As we get closer to the Summer Fancy Foods Show later this month, we’ve been thinking a lot about food. Well, actually, we pretty much ALWAYS think a lot about food, so it would be more accurate to say that we’ve been thinking more about selling food online.
The best food sellers will sink hours into development before even thinking about launching online. Eventually, though, there comes a time where selling online becomes necessary. These days, ecommerce is a given: customers are going to expect online options. If I find a hot sauce I love at the farmer’s market, you can bet I’ll check to see if I can pick it up online next time. Plus, of course, selling online vastly expands your customer base.
Unfortunately, food can be one of the trickiest products to sell online. Or rather, it can be one of the trickiest products to sell well online. The cool (or frustrating, depending on who you talk to) thing about food is that every product – from artisan bitters to organic matzoh – presents a unique set of challenges.
Still, there are some general rules that can help with selling food online. That’s why we’re dedicating an entire blog to the ins and outs of the ecommerce of food.
Of course, one thing that all food has in common is shelf life. Depending on your product, this will be more or less of a pain.
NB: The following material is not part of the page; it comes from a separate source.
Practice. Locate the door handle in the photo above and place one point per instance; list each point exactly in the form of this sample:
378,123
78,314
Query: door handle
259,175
If you sell organic, preservative-free pita chips, you’ll have less time to work with than if you sell candy designed to survive the apocalypse.
Regardless of the longevity of your product, however, the principal remains essentially the same: you’ve got to use some math. This means factoring in not only enough time for a product to be shipped to your 3PL (third party logistics) provider, but also enough time for them to sell it, AND enough time for your customer to consume it.
Packaging is always a consideration with ecommerce, but with food items it must be impeccable. Think about this scenario: you’re shopping for a particular type of trash bag, but all that’s left is a damaged box. Do you buy it? You might, depending on the day and how much you care about that brand.
Now, replace the product with a box of cereal. In this case, fewer people will buy it, even though you know that the inner bag is probably intact. Damaged food is, for many customers, spoiled food. Because of this, sturdy packaging is an absolute must for food sellers. This is especially true when dealing with services like FBA, when kitted items need enough care that they can survive shipping procedures, and adhere to the packaging and prep requirements set by Amazon.
Buying anything online is a funny thing: it requires relinquishing a certain amount of knowledge and replacing it with convenience. Here’s the thing though: you don’t want your customer to feel this way. When listing an item, food or otherwise, detail and precision are key.
Photographs and descriptions matter. You will want to be sure you’ve got appealing high-res photos, both of the packaging and of the product itself. With food products in particular, ingredients are a key part of your brand, so make sure you take photos of those too. Your descriptions should answer questions that a consumer might not be able to answer without the product in front of them: taste, ingredients and what makes your product different.
Descriptions should not only be enticing, but they must also draw in customers via search. This means looking through your competitors and writing your descriptions accordingly. Your title, bullet points, and product description should be chalked full of keywords that will result in your target audience finding you, while still being easy to read. Next, find additional keywords that are not present in your copy and program them into the back end of your listings under Search Terms.
Since your customer is having the product delivered, online selling is a great opportunity to upsell. Brick and mortar customers have different mindsets. Unless a customer is shopping at Costco, they may not always be open to going home with five of the item they came there for. But with online selling, creating easily accessible options to buy more for a better price can be a great way to increase sales. Secondly, offering Subscribe & Save on Amazon and your own shopping cart can help you gain a loyal customer base and increase monthly sales.
Check out our blog on multi-packs to see if your product is well-suited to this method of sales.
As we get closer to the Summer Fancy Foods Show, we’re going to continue thinking about food – especially the free samples we can’t wait to try. Even more than free samples, we’re excited to meet the people behind the food, and to chat about how our passion for ecommerce and your passion for food, can come together.